The guerrillas who escaped after attacking the U.S. troops left behind trash that suggests they have a good supply chain, Nooristani said.
“When our soldiers got up on the mountain, we saw empty cans of Pepsi and old running shoes, which means they changed into new ones for the operation,” the lieutenant said, sitting on the edge of a cot where he sleeps next to his desk.
“They have Pepsis in the mountains while I can’t find them here in the city,” Nooristani said. “That means they are well supported.”
The lieutenant estimated there were 300 Taliban fighters just in the Pec valley northwest of Asadabad, the provincial capital. Thousands more are fighting in several other border provinces in eastern and southern Afghanistan, Afghan officials said.
Police recently found four remote-controlled bombs in the luggage of an Afghan taxi passenger traveling on the main road from Jalalabad, near the Pakistani border, said Anwar, the Afghan counter-terrorism chief. The detonators were small, silver-colored explosive capsules that were made in Pakistan, he said.
The man transporting the bomb components, Sanaullah Khan, was from Parwan province, north of Kabul.

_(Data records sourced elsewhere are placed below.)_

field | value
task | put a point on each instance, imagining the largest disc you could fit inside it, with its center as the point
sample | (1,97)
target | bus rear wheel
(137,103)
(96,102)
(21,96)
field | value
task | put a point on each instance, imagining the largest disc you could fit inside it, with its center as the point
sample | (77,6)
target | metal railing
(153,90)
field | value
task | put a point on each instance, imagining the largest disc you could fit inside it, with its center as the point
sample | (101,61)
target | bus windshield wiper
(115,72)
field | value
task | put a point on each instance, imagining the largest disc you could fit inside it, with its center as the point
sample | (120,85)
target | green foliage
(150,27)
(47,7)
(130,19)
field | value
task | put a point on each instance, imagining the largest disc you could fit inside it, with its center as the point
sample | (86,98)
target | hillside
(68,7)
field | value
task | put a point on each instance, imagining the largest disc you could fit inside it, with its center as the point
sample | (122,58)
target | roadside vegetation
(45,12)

Under interrogation, Khan said he had entered Afghanistan with four Pakistani men after receiving training at a camp in Shamshatu, near Peshawar, Pakistan, Anwar said, reading from an interrogator’s report.

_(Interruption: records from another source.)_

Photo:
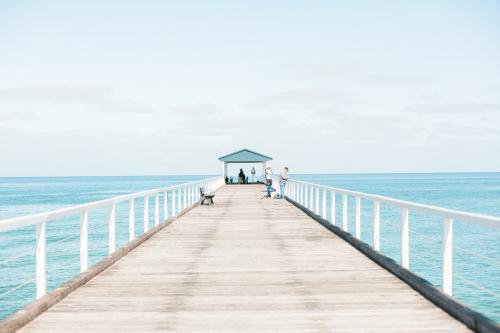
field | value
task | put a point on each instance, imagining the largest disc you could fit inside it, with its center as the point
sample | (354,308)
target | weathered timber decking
(245,264)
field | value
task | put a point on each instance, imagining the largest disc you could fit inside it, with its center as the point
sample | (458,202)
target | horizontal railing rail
(313,197)
(182,196)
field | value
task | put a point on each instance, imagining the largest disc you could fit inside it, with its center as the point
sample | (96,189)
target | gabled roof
(244,156)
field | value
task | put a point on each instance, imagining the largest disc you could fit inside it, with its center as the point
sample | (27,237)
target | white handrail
(22,221)
(487,220)
(42,219)
(298,191)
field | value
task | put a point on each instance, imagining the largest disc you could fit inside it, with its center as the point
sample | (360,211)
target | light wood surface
(245,264)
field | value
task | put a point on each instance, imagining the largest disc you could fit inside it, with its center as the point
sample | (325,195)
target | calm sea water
(476,249)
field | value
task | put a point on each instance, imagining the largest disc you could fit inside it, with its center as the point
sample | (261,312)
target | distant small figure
(241,177)
(283,180)
(269,180)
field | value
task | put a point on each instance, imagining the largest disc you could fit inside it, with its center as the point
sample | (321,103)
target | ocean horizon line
(291,174)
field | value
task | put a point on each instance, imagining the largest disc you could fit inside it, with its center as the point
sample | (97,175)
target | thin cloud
(471,108)
(98,96)
(302,99)
(352,72)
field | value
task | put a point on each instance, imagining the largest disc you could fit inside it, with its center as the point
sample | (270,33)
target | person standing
(241,177)
(269,180)
(283,180)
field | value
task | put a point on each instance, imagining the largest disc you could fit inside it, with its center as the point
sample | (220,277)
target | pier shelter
(244,156)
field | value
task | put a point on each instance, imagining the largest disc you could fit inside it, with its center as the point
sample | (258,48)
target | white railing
(312,196)
(188,192)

Khan provided few details about the training camp, Anwar said.
Shamshatu is the site of a large U.N. camp for Afghan refugees. As recently as this spring, Pakistani newspaper reports said 90% of the camp’s residents were loyal to Gulbuddin Hekmatyar, a former prime minister and warlord whose Hizb-i-Islami militia is now allied with the Taliban against the U.S.-led coalition in Afghanistan.

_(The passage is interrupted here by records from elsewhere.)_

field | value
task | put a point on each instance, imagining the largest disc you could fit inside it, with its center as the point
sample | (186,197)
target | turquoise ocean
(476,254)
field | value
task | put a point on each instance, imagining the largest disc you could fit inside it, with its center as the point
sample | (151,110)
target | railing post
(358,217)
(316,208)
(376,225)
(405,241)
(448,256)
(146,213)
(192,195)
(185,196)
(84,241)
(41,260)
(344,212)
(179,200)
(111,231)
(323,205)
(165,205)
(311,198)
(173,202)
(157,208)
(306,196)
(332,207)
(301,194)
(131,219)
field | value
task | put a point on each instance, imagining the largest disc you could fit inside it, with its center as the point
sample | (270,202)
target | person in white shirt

Khan told investigators he had received the explosive devices found in his bag from a Pakistani whom he identified as Fazal Rabi. He said Rabi lived at the camp and was “very well connected with Al Qaeda,” according to the interrogation report.
Lt. Gen. Moin Faqir, who oversees the Afghan army’s operations as central corps commander, said his forces first started seeing bombs with computer components six months ago in Kunar province.
“It is not easy to use these mines unless you are well trained for it,” he said.
Unlike conventional land mines that have plagued Afghanistan for decades, these new devices are not triggered by the pressure of wheels rolling over them, Faqir said.
Instead, they are designed to explode directly under the vehicle’s passenger cab, increasing the chances that a relatively small explosion would maim or kill. They are also easier to conceal than regular land mines.
Faqir said he could not say with certainty who was providing the equipment and training to build the new bombs.
“I think we all know where these mines are from,” he added with a pained smile.
The Afghan general chose his words carefully. A uniformed U.S. military advisor was sitting on a couch next to him, taking notes on everything he said. Without using names, Faqir made it clear he thought the source of the sophisticated bombs was an enemy of the worst kind because it pretended to be an ally.
“No one should have two faces with his friend,” he said, adding that such people would suffer shame and destruction. “Once you shake hands with somebody, you should stand with him till the end.”